Each year the School of Medicine recognizes faculty members in their class of James A. Pittman Jr., M.D., Scholars. This year Blake "Eason" Hildreth, Assistant Professor, Molecular & Cellular Pathology, has been named of one of 10 faculty in the 2021 cohort.
The Pittman Scholars program recognizes the impacts of junior faculty and supports the recruitment and retention of highly competitive scientists and physician-scientists. The program is named for the late James A. Pittman, Jr., M.D., longtime dean of the School of Medicine from 1973 to 1992. Pittman is considered a principal architect of the School for his ability to recruit top scientists and physicians to UAB.
"I am extremely honored to not only receive the nomination and support to become a Pittman Scholar by Drs. George Netto, Ralph Sanderson, Yabing Chen, and Rakesh Patel, but to then be chosen to be a Pittman Scholar," Hildreth says. "I am extremely familiar with the prestige of this award and excellence of those before me that have received this award."
"One of my career goals is to continue to build on the rich tradition of cancer and bone research here at UAB. Receipt of this 2021 James A. Pittman, Jr., MD, Scholars Award will further elevate the pursuit of this goal. This award will help support all of our ongoing research efforts and to venture into new ideas and projects that are presently developing."
Recipients are nominated by their department chairs based on their research achievements and their potential for continued discovery in the basic or clinical sciences. Pittman Scholars are selected each academic year. The selected class of scholars receive $10,000 per year for five years to support the faculty member’s research-related activities or scholarly enrichment.
Dr. Hildreth's research at UAB builds upon his post-doctoral work, investigating the role of the transcription factor PU.1 in normal osteoclast differentiation. He explains:
"Osteoclasts are derivatives of the myeloid/macrophage lineage. In normal skeletal homeostasis, osteoclasts constantly remove bone in order for osteoblasts to form new bone. However, in certain disease states, including when cancer spreads to bone, osteoclast activity is markedly increased which leads to bone loss. A major focus in the field of musculoskeletal research is how to inhibit elevated osteoclast activity in such pathologies. In cancer, just as they initially respond during infection and wounding, macrophages elicit a pro-inflammatory response to eliminate cancer cells. However, the cancer cells reprogram or 'repolarize' these macrophages to be anti-inflammatory, establishing angiogenesis and tumor immunosuppression. In breast cancer, macrophages can represent up to 50% of the cells within the tumor microenvironment. Therefore, there is great interest in how macrophages drive tumor progression and the development of ways to inhibit these macrophages and/or “repolarize” these macrophages to in fact combat the cancer cells and inhibit tumor growth. From this, I became very interested in the role of macrophages in breast cancer and macrophages and osteoclasts in bone metastasis.
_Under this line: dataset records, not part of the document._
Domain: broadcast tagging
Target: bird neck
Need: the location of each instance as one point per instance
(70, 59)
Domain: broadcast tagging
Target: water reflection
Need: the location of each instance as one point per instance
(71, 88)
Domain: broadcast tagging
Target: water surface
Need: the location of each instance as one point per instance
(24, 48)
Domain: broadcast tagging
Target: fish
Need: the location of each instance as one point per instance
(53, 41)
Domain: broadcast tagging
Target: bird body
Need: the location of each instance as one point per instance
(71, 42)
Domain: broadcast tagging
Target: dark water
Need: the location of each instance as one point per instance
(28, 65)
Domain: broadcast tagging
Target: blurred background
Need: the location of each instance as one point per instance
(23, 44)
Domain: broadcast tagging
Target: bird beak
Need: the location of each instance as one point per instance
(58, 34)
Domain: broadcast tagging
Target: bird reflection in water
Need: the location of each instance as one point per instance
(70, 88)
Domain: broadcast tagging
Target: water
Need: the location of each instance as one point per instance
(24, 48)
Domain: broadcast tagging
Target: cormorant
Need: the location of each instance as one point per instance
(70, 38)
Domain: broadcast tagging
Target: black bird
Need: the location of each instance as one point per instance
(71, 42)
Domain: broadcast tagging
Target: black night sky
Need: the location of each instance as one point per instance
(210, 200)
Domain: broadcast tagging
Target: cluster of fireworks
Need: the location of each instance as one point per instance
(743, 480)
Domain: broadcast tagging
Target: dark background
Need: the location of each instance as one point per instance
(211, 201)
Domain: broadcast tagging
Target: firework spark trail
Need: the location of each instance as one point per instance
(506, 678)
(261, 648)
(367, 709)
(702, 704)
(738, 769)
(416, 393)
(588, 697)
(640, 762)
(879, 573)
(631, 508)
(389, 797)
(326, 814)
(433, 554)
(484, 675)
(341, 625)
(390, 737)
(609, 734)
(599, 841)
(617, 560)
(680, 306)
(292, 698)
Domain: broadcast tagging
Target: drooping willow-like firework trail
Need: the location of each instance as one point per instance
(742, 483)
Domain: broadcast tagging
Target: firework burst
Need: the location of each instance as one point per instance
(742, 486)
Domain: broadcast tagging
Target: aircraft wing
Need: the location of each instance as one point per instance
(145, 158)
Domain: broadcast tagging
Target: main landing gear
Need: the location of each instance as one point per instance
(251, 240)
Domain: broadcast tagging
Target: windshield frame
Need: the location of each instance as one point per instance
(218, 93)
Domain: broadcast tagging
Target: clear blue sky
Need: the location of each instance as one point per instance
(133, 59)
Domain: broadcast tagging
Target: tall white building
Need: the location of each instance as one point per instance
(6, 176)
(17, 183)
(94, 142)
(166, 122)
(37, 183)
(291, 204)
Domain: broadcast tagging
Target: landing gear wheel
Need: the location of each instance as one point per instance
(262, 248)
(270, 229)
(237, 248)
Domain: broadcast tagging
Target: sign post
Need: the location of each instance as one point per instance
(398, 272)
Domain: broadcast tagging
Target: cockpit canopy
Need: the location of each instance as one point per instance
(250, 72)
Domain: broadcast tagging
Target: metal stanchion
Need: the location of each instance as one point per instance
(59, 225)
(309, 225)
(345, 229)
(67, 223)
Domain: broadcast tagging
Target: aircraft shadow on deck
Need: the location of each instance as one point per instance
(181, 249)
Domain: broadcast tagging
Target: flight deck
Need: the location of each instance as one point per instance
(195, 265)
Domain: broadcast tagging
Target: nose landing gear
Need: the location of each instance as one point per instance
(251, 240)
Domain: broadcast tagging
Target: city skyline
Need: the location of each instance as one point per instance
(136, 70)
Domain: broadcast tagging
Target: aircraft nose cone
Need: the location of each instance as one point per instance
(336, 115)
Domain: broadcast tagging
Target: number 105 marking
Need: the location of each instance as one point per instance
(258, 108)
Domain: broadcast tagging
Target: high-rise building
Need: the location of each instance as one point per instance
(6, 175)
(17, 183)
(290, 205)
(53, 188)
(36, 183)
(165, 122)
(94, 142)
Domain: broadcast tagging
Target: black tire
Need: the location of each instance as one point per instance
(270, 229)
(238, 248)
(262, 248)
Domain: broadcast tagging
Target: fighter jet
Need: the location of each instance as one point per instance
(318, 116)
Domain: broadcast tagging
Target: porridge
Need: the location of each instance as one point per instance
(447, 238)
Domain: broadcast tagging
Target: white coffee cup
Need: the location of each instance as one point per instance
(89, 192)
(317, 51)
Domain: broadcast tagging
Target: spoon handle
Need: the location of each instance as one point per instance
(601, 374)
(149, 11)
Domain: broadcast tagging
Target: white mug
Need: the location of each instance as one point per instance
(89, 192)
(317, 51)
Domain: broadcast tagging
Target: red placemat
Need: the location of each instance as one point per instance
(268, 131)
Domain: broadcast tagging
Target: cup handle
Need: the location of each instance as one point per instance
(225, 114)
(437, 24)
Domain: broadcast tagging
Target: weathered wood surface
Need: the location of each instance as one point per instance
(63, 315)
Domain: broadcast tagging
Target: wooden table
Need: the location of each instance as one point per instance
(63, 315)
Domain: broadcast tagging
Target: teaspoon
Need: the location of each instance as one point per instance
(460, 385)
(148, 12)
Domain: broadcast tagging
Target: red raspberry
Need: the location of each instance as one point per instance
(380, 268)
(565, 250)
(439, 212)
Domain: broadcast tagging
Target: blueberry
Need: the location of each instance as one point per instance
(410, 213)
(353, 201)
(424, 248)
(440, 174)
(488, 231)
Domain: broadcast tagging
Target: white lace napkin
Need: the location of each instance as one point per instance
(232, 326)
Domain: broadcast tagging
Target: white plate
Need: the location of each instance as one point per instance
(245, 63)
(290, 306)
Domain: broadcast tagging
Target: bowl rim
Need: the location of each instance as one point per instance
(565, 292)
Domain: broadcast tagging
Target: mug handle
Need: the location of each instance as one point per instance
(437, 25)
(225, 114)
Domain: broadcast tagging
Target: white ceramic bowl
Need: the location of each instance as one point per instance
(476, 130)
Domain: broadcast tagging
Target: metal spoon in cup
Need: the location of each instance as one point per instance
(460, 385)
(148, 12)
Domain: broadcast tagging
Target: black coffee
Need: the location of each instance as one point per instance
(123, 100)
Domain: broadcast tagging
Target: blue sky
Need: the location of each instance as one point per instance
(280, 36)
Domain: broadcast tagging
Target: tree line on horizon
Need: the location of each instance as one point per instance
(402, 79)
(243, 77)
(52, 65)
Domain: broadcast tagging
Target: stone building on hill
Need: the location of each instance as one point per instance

My research since coming to UAB is in three focus areas:
Project 1: Macrophage and osteoclast-specific targeting for the prevention and treatment of breast cancer metastasis (primarily focused on bone metastasis). We use multiple genetically-modified mouse models to investigate the role of the transcription factor PU.1 in macrophages and osteoclasts.
Project 2: Therapeutic targeting of tumor-associated macrophages as a means to treat primary breast cancer tumors and prevent and treat metastasis. This is a really exciting collaboration with Dr. Eugenia Kharlampieva’s laboratory in the Department of Chemistry. We are modifying drugs that we have shown to inhibit macrophage activity such that now the drugs only affect macrophages and not other cells of the body. A “targeted” therapy.
Project 3: Transcriptional regulation of macrophage polarization. This work, while cancer-related at the moment, has the potential to have a much broader impact in diseases associated with excessive or abnormal macrophage or osteoclast activity.